Fig. 3

Overview of overlaying and combining MALDI-MSI and spatial transcriptomics data on human glioblastoma tissue. (A) Shows the schematic workflow used using ESCDAT. First MALDI-MSI (timsTOF fleX) and spatial transcriptomics (Xenium) are sequentially conducted on the same tissue section. Afterwards, using ESCDAT, a low mass resolution dataset is spatially aligned with the spatial transcriptomics data. Using fiducial markers and visible laser spots in the tissue generated via the MALDI laser. Using the cell boundaries from the cell segmentation staining, pixels per cell are averaged and a high-resolution m/z spectrum is created per cell.

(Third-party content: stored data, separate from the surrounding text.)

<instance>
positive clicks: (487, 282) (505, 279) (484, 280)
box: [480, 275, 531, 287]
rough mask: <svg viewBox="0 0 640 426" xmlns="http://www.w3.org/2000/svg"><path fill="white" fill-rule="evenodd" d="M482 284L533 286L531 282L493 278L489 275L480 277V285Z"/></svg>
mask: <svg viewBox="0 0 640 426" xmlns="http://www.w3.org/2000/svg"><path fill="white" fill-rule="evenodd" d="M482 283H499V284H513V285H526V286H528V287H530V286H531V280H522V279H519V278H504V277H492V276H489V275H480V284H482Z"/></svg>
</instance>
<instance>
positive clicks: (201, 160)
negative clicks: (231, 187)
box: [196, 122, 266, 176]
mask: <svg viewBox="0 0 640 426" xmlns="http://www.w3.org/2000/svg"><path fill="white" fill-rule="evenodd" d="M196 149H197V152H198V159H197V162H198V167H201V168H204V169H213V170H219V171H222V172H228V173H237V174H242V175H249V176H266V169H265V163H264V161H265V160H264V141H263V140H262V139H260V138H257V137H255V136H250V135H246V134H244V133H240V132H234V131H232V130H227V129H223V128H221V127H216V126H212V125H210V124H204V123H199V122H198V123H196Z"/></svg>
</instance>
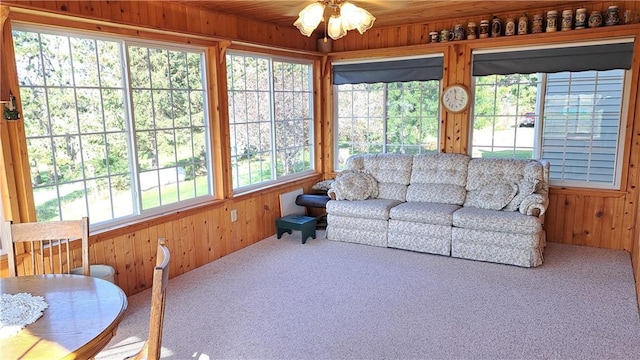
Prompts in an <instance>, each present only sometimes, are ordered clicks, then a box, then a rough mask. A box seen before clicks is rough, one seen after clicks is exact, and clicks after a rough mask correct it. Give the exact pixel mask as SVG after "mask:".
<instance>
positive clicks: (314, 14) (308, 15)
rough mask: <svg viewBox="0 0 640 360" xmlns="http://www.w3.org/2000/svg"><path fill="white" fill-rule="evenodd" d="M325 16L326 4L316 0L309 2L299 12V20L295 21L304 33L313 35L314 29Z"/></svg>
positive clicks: (298, 18)
mask: <svg viewBox="0 0 640 360" xmlns="http://www.w3.org/2000/svg"><path fill="white" fill-rule="evenodd" d="M323 17H324V4H322V3H320V2H316V3H313V4H309V5H308V6H307V7H305V8H304V9H302V10H300V12H299V13H298V20H296V22H294V23H293V25H294V26H295V27H297V28H298V30H300V32H301V33H302V35H304V36H311V33H313V30H315V29H316V28H317V27H318V25H320V22H321V21H322V18H323Z"/></svg>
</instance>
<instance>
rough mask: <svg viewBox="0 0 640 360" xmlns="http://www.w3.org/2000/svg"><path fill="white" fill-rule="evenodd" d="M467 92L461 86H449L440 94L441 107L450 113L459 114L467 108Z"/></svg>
mask: <svg viewBox="0 0 640 360" xmlns="http://www.w3.org/2000/svg"><path fill="white" fill-rule="evenodd" d="M469 100H470V97H469V90H467V88H466V87H464V86H462V85H458V84H455V85H450V86H447V88H446V89H444V91H443V92H442V99H441V101H442V106H444V108H445V109H447V110H448V111H450V112H454V113H457V112H461V111H464V110H465V109H466V108H467V107H468V106H469Z"/></svg>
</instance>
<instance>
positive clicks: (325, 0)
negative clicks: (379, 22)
mask: <svg viewBox="0 0 640 360" xmlns="http://www.w3.org/2000/svg"><path fill="white" fill-rule="evenodd" d="M327 7H330V9H332V10H333V14H331V15H330V17H329V20H328V21H327V23H325V26H326V27H327V29H326V35H328V36H329V37H330V38H332V39H334V40H337V39H339V38H341V37H343V36H345V35H346V34H347V31H349V30H358V32H359V33H360V34H363V33H364V32H365V31H367V30H369V29H370V28H371V27H372V26H373V22H374V21H375V20H376V18H375V17H374V16H373V15H371V13H370V12H368V11H367V10H364V9H362V8H360V7H357V6H356V5H354V4H352V3H351V2H349V1H344V0H321V1H317V2H314V3H312V4H309V5H307V6H306V7H305V8H304V9H302V10H301V11H300V13H298V19H297V20H296V21H295V22H294V23H293V25H294V26H295V27H297V28H298V30H300V32H301V33H302V34H303V35H305V36H311V33H313V31H314V30H315V29H316V28H317V27H318V25H320V22H321V21H323V20H325V15H324V13H325V10H326V8H327Z"/></svg>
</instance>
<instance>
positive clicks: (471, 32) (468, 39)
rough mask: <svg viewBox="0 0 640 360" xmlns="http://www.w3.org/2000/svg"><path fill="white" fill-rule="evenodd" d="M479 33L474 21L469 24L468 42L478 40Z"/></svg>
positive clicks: (467, 29)
mask: <svg viewBox="0 0 640 360" xmlns="http://www.w3.org/2000/svg"><path fill="white" fill-rule="evenodd" d="M477 33H478V29H477V28H476V23H475V22H473V21H470V22H469V23H468V24H467V39H468V40H473V39H475V38H476V36H477Z"/></svg>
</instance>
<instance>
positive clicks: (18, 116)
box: [2, 92, 20, 120]
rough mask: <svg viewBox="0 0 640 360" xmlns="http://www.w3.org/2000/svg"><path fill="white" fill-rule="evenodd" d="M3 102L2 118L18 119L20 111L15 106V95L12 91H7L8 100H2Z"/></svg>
mask: <svg viewBox="0 0 640 360" xmlns="http://www.w3.org/2000/svg"><path fill="white" fill-rule="evenodd" d="M2 103H3V104H4V119H5V120H20V113H19V112H18V107H17V106H16V97H15V96H13V93H11V92H9V101H2Z"/></svg>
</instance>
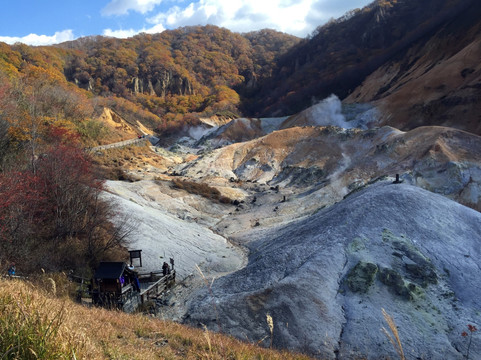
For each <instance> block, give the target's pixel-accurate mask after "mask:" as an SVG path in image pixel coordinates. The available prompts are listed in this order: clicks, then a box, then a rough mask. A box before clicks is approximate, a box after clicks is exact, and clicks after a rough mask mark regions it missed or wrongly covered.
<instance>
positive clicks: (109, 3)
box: [102, 0, 162, 16]
mask: <svg viewBox="0 0 481 360" xmlns="http://www.w3.org/2000/svg"><path fill="white" fill-rule="evenodd" d="M161 2H162V0H112V1H110V2H109V3H108V4H107V5H106V6H105V7H104V8H103V9H102V15H106V16H110V15H125V14H127V13H128V12H129V11H130V10H133V11H137V12H139V13H141V14H145V13H148V12H149V11H152V10H153V9H154V7H155V6H157V5H159V4H160V3H161Z"/></svg>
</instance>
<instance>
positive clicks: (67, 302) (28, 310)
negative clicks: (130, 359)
mask: <svg viewBox="0 0 481 360" xmlns="http://www.w3.org/2000/svg"><path fill="white" fill-rule="evenodd" d="M0 304H1V305H2V306H1V307H0V317H1V318H2V319H5V318H6V315H7V314H12V313H17V314H20V316H17V317H11V316H10V318H11V319H10V320H11V321H10V324H9V325H8V326H9V329H18V328H21V327H23V326H24V325H25V323H28V321H27V320H26V319H34V320H35V321H36V322H37V323H38V324H40V325H42V326H40V328H42V329H45V328H44V325H45V324H47V325H48V324H50V323H51V324H52V327H51V330H48V331H54V332H55V334H51V336H48V337H47V338H46V340H47V341H46V342H45V345H44V347H45V348H48V349H51V350H49V351H51V352H50V353H48V354H46V355H44V357H39V358H45V359H51V358H55V359H62V358H65V359H73V358H74V355H75V358H76V359H143V360H144V359H145V360H148V359H213V360H215V359H219V360H220V359H236V360H237V359H238V360H241V359H246V360H247V359H279V360H280V359H308V357H307V356H303V355H296V354H290V353H287V352H276V351H272V350H269V349H262V348H259V347H256V346H255V345H253V344H248V343H243V342H240V341H237V340H235V339H233V338H230V337H227V336H222V335H219V334H216V333H211V332H206V331H202V330H200V329H192V328H189V327H186V326H182V325H179V324H176V323H172V322H167V321H161V320H158V319H153V318H149V317H146V316H143V315H129V314H125V313H121V312H114V311H107V310H104V309H97V308H92V309H89V308H86V307H83V306H81V305H77V304H75V303H73V302H71V301H70V300H68V299H63V300H59V299H57V298H53V297H52V295H51V294H48V293H47V292H44V291H42V290H38V289H37V288H35V287H34V286H33V285H31V284H28V283H25V282H21V281H15V280H0ZM12 322H13V323H12ZM15 322H16V323H15ZM0 324H1V325H2V328H1V329H0V333H1V334H2V337H3V335H4V334H5V332H6V331H7V330H8V329H7V325H6V324H7V323H6V322H5V321H2V322H0ZM35 331H36V329H33V332H32V334H31V335H30V337H35V334H37V335H36V336H38V337H42V333H41V332H40V333H36V332H35ZM207 339H208V340H207ZM21 345H22V344H21ZM12 346H16V345H10V348H11V347H12ZM8 350H9V348H8V347H6V346H5V345H3V344H2V348H0V358H1V357H2V356H4V354H5V353H6V352H7V351H8ZM27 350H28V349H27ZM32 350H34V349H32ZM15 351H16V350H13V351H12V352H10V353H9V354H8V355H5V356H4V357H3V358H4V359H10V358H11V359H14V358H22V359H23V358H28V357H22V356H14V355H13V354H15ZM10 355H12V356H11V357H9V356H10ZM31 358H36V357H34V356H33V355H32V356H31Z"/></svg>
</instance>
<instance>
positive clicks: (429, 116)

These data modalities are afterwards combined, and downstream analysis are performed using Seurat V5 and Python. (B) Visualization of co-registration MALDI-MSI with spatial transcriptomics. (I) A representative m/z ion map from MALDI-MSI showing the spatial distribution of a selected molecule across the tissue. (II) Fluorescence image of the same section with labelled markers as reference. (III-IV) Zoom into the red-boxed region: (III) MALDI-MSI view of a sharp fiducial marker corner; (IV) matching fluorescence view with the laser-ablation dots used as fiducials. (V) Overlay of MALDI sampling points (red circles) on the fluorescence image after co-registration. (VI) Final overlay of MALDI-MSI data with cell-boundary segmentation from spatial transcriptomics, demonstrating precise multimodal alignment. (VII) Direct overlay of fluorescence fiducials and MALD-MSI intensity map. The MALDI signal recapitulates the per-pixel fluorescence pattern, confirming grid-anchored, pixel-scale alignment in fully gridded regions.